Tenersi stretto un lavoro può essere faticoso. Soprattutto per le donne che, quando scelgono di mettere al mondo un figlio, si trovano sempre più spesso costrette a rinunciare al loro impiego. Le lavoratrici continuano a rappresentare l’anello debole del mercato occupazionale italiano (insieme ai giovani), come testimoniato dagli importi più bassi percepiti rispetto ai loro colleghi uomini.
A fornire un quadro dettagliato è stato l’Istat che, durante un’audizione alla Camera, ha rilevato che il 30% delle donne italiane lascia il lavoro, dopo la gravidanza. E che il tasso di abbandono, tra le donne nate dopo il 1964, si attesta al 25%. Un tasso che è andato aumentando con l’acuirsi della crisi, passando dal 18,4% del 2005 al 22,3% del 2012. Ma c’è di più: nel 60% dei casi, le uscite delle lavoratrici-mamme dal mercato occupazionale si protraggono per almeno cinque anni, mentre quelle che riescono a non lasciare il lavoro devono affrontare difficoltà sempre più grandi (la conciliazione, per il 42,7% delle neomamme, risulta faticosa). Ancora: i percorsi lavorativi delle donne sono mediamente più “atipici” di quegli degli uomini, mentre cresce il part-time che, nel 1993, interessava solo il 21% delle lavoratrici e, nel 2014, ha coinvolto, invece, il 32,2% di loro. Con conseguenze inevitabili sul fronte della retribuzione e della contribuzione che hanno determinato un abbassamento degli importi pensionistici. Nel dettaglio: secondo l’Istat, più del 52% delle donne italiane pensionate percepisce meno di mille euro al mese e il 15% va avanti con meno di 500 euro mensili.

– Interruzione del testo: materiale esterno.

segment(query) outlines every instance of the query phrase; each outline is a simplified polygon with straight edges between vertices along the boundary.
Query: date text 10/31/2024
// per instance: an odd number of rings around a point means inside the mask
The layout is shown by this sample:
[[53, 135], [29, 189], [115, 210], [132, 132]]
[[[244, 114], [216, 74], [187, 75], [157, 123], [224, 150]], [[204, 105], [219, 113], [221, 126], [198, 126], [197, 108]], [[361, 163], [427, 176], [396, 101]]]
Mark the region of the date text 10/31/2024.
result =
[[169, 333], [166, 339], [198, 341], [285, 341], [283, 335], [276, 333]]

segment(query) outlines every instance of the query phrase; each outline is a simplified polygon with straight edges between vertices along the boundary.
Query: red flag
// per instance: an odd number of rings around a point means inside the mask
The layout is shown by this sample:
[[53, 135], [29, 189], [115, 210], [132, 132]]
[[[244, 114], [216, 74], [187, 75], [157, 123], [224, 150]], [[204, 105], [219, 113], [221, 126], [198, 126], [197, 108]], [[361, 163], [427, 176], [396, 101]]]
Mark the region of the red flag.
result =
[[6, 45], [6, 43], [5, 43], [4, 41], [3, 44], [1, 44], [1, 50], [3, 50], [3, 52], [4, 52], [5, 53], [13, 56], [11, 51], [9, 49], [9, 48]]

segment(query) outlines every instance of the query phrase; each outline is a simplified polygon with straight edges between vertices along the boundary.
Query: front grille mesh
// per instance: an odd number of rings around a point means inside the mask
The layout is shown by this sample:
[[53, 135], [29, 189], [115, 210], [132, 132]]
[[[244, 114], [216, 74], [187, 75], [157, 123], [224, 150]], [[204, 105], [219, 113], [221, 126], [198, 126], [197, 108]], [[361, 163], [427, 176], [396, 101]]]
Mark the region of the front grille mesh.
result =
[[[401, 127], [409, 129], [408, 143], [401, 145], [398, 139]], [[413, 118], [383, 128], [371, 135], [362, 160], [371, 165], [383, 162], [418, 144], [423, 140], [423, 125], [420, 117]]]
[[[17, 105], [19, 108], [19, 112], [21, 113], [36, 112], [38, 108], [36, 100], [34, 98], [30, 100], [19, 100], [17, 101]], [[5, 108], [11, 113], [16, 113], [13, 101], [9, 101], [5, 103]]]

E i dati provvisori, relativi al 2014, forniti ieri dall’istituto nazionale di statistica non fanno che confermare il gap di genere: secondo la rilevazione, infatti, la pensione media di una donna si attesta sui 1.095 euro, mentre quella di un uomo sui 1.549 euro. Per non parlare del lavoro irregolare che, tra il 2010 e il 2012, ha interessato l’11,1% delle lavoratrici, contro l’8,9% dei lavoratori.
“L’Italia – ha fatto notare l’Istat – continua a essere un Paese caratterizzato da un’elevata asimmetria dei ruoli nella coppia (il 72% delle ore di lavoro di cura della coppia con figli sono svolte dalle donne), da una bassa offerta dei servizi per l’infanzia e da una crescente difficoltà di conciliazione, soprattutto per le neomadri (dal 38,6% del 2005 al 42,7% del 2012). I differenziali di genere nelle pensioni non verranno colmati fintanto che non saranno superate le disuguaglianze di genere nel mercato del lavoro, nell’organizzazione dei tempi di vita, e non sarà disponibile una rete adeguata di servizi sociali per l’infanzia”.